This paper presents preliminary results from this work. Section 2 introduces inductive learning algorithms and discusses, in more detail, those used in this study. Section 3 discusses how the data were gathered and manipulated, Section 4 presents the results from this preliminary study and Section 5 presents conclusions and recommendations for future work.

2. Inductive Learning

2.1 Introduction

Inductive learning is concerned with inducing general functions from specific training examples. Although there are many varied inductive learning algorithms there is no universal algorithm that can take a sample of training examples from an arbitrary unknown function and produce a good approximation to that function. Each algorithm searches the hypothesis space defined by some underlying representation (for example, a decision tree, a neural network, or a linear or a non-linear function) and each uses a different structure to organise the search through the hypothesis space.

In this paper the performance of three types of inductive learning algorithm are compared. First, the See5 algorithm, which assumes the unknown function can be represented by a decision tree. Second, by a multi layer perceptron (artificial neural network) which assumes that the unknown function can be represented by a multilayer, feed forward network of sigmoid units. Third, by a radial basis function network which models the unknown function using a network of Gaussian basis functions.

2.2 Artificial neural networks

Artificial neural networks (ANNs) have experienced a renaissance in the last fifteen years, since the rediscovery and popularisation of the back propogation algorithm by Rumelhart and McClelland in 1986. Before this time it was very difficult to train neural networks of any practical size and they were generally limited to solving academic rather than 'real world' problems.

ANNs mimic the behaviour of their biological counterparts. They are represented by a number of neurons (c.f. brain cells) connected together in a network by a number of links (c.f. axons). By adjusting the strength, or weight, of the links between the neurons (c.f. synapses) one is able to 'train' an artificial neural network to behave in different ways.

From this simple representation, the neural network engineer is able to implement countless ANN types. For example, ANNs can be constructed in different ways by arranging the neurons into layers or groups. The links joining neurons can be configured to allow data to flow in different directions through a network. Different types of neurons can be used in a network that 'activate' in different ways, and different training algorithms can be employed in an attempt to 'optimise' a network's performance.

Although neural networks come in various forms, by far the most popular structure is the feed forward network architecture shown in Figure 1. In this configuration, numeric inputs to the network are passed forward from an input layer, through one or more hidden layers (one hidden layer is shown in Figure 1) to an output layer. As these data pass through a network they are modified according to 'weights' on each connecting link. At each neuron the value of its inputs are combined and an appropriate transfer function applied (for example, sigmoid, hyperbolic tangent, etc.). A neuron then produces an output response that is passed on to the next neuron it is linked to (or out of the network). Thus, for a given set of inputs to a neural network, a particular output response is produced. A network can be trained to respond in different ways to different inputs by adjusting the weights linking its neurons together - thus a functional mapping is produced from a set of predictors to a set of predictands.

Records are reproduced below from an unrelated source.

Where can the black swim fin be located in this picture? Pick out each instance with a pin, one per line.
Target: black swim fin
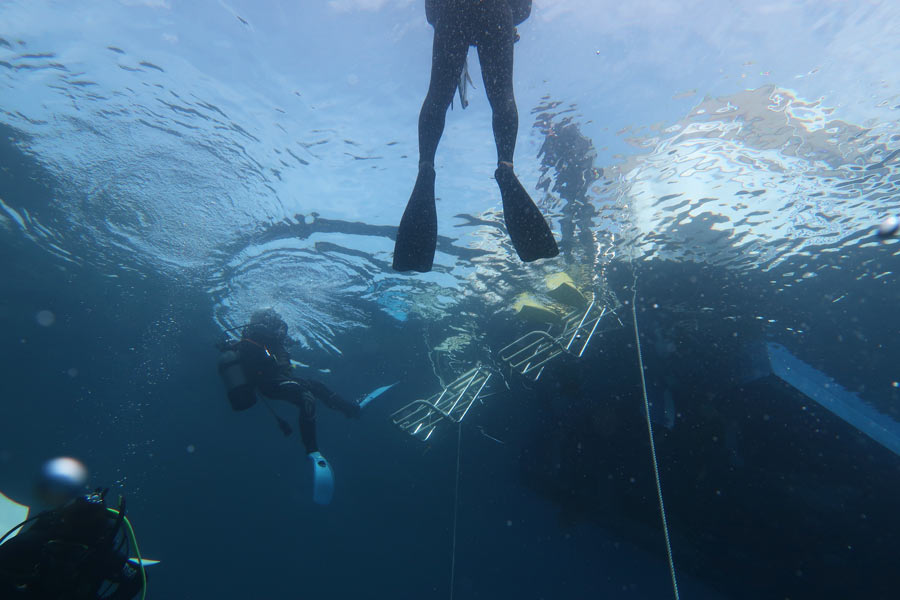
(529, 232)
(417, 234)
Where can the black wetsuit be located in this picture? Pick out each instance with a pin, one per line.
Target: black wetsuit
(76, 552)
(489, 25)
(267, 365)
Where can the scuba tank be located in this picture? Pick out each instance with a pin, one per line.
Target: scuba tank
(240, 391)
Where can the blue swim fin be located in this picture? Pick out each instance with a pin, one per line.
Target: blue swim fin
(375, 393)
(323, 479)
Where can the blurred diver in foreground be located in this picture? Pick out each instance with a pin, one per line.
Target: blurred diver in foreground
(490, 25)
(78, 551)
(259, 362)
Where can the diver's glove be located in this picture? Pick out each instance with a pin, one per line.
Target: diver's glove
(323, 479)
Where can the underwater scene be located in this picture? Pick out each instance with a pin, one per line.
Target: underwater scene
(465, 299)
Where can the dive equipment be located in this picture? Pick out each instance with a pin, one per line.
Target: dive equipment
(240, 392)
(375, 393)
(323, 479)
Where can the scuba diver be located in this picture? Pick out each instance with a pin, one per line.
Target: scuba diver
(489, 25)
(259, 362)
(78, 551)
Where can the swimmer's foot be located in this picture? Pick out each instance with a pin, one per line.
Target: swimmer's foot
(529, 232)
(417, 234)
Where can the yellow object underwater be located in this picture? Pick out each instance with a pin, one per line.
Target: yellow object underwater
(529, 308)
(561, 288)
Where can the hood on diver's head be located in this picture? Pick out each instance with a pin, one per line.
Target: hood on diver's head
(271, 320)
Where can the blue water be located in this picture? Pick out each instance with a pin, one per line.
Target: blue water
(166, 168)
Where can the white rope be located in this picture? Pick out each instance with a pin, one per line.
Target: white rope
(455, 510)
(662, 507)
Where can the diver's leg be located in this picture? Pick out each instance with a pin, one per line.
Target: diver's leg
(496, 41)
(291, 390)
(333, 401)
(417, 235)
(529, 232)
(448, 55)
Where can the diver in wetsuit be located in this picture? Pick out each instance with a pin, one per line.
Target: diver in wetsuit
(489, 25)
(78, 551)
(259, 361)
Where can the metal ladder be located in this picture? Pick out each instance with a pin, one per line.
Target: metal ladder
(530, 353)
(420, 418)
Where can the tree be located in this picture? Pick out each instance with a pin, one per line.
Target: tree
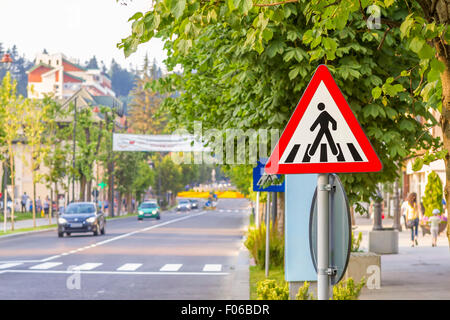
(34, 125)
(145, 116)
(246, 64)
(167, 177)
(122, 80)
(433, 194)
(12, 110)
(56, 159)
(89, 134)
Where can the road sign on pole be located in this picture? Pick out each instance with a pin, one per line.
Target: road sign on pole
(339, 230)
(323, 136)
(260, 179)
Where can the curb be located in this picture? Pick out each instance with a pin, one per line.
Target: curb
(26, 232)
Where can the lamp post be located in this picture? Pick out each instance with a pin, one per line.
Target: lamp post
(6, 59)
(74, 146)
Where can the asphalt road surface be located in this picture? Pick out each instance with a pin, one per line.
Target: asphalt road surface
(189, 255)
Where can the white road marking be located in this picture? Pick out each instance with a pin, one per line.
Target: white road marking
(171, 267)
(46, 265)
(118, 272)
(114, 239)
(9, 265)
(129, 267)
(87, 266)
(212, 267)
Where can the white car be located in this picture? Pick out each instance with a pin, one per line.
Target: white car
(184, 205)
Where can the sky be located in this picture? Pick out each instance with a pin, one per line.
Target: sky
(78, 28)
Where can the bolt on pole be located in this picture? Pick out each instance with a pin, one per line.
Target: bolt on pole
(323, 280)
(267, 233)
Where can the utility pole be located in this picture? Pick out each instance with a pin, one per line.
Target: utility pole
(323, 245)
(74, 146)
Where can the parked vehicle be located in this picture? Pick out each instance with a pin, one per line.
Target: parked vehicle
(184, 205)
(81, 217)
(194, 203)
(149, 209)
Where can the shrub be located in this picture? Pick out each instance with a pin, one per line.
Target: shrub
(356, 243)
(303, 293)
(256, 244)
(347, 290)
(271, 290)
(433, 194)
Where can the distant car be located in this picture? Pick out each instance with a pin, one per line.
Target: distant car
(81, 217)
(194, 204)
(149, 209)
(184, 205)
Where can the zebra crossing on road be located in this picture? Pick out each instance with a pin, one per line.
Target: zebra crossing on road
(127, 267)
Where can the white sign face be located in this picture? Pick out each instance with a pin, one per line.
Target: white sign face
(159, 143)
(322, 135)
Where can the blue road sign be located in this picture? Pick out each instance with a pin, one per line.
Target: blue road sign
(258, 173)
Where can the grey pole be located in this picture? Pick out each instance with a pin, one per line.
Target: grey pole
(323, 281)
(74, 146)
(257, 210)
(267, 233)
(377, 219)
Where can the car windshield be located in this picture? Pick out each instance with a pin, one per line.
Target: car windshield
(148, 205)
(80, 208)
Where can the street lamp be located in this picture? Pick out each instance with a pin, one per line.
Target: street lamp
(6, 59)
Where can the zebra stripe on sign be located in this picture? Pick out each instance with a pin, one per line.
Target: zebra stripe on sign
(324, 154)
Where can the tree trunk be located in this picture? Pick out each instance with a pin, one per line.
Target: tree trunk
(445, 125)
(129, 204)
(83, 188)
(119, 203)
(11, 166)
(89, 190)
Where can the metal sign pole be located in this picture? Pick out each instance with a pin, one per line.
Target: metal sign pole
(257, 210)
(267, 233)
(323, 280)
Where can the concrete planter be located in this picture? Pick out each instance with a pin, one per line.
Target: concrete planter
(364, 264)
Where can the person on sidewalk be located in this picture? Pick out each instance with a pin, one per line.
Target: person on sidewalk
(434, 228)
(412, 217)
(23, 201)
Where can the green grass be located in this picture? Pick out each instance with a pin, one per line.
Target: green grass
(256, 274)
(124, 216)
(27, 229)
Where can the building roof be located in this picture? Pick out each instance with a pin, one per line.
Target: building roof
(39, 65)
(74, 64)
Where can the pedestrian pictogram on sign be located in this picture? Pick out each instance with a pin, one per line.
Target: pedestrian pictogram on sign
(323, 135)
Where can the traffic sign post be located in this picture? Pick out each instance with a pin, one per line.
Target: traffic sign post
(323, 136)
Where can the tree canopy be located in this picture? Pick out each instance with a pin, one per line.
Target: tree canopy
(245, 65)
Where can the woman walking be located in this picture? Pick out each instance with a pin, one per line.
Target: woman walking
(412, 217)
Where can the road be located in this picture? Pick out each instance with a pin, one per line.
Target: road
(193, 255)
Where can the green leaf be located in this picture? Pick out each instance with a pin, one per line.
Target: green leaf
(177, 8)
(376, 92)
(267, 34)
(426, 52)
(416, 44)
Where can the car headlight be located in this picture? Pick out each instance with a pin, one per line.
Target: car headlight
(91, 219)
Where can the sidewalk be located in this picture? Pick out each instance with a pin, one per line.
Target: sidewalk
(22, 224)
(415, 273)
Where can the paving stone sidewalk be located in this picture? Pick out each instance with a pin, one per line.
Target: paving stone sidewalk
(415, 273)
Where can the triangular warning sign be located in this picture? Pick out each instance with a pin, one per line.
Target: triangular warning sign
(323, 135)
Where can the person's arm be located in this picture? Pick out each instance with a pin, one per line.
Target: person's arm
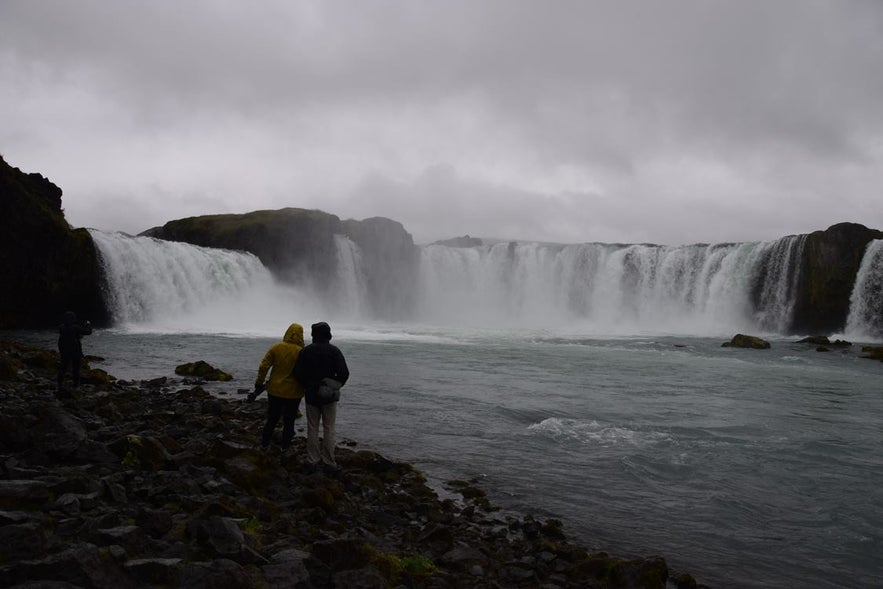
(341, 371)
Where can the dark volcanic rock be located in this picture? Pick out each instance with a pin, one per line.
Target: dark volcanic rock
(187, 500)
(746, 341)
(300, 246)
(47, 267)
(828, 268)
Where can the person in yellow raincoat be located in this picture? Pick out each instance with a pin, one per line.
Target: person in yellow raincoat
(283, 391)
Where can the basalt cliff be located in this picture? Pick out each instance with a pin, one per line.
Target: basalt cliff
(47, 267)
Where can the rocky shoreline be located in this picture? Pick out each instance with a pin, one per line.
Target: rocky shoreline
(160, 484)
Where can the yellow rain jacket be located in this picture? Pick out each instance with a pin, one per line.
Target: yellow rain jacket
(281, 358)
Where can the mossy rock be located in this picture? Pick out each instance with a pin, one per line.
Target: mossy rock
(873, 352)
(98, 377)
(204, 370)
(140, 452)
(747, 341)
(818, 340)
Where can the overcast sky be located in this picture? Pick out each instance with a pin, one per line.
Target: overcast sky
(568, 121)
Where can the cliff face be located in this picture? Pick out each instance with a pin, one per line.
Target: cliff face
(828, 268)
(298, 246)
(47, 267)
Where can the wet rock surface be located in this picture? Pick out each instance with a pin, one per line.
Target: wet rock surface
(128, 485)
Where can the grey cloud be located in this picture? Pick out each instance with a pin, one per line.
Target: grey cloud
(358, 107)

This architecture represents both the multi layer perceptron (MLP) and the radial basis function network (RBF) - the two neural network types used within this study.

Figure 1 Feedforward ANN Architecture

2.2.1 The multi layer perceptron

The MLP is perhaps the most popular neural network architecture in use today. It is a feed forward network of interconnected neurons (see Figure 1) usually trained using the error backpropogation algorithm. This popular algorithm works by iteratively changing a network's interconnecting weights (in proportion to a 'training rate' set by the ANN engineer) such that the overall error (i.e., between observed values and modelled network outputs) is reduced. The error backpropogation algorithm can be adapted in various ways. For example, a momentum term can be introduced in an attempt to speed convergence to an error minimum. In addition, the training rate can be adjusted dynamically to prevent the optimisation process becoming caught in a local error minimum (see Dai and McBeth, 1997; Dawson, 1996; Magoulas et al., 1997).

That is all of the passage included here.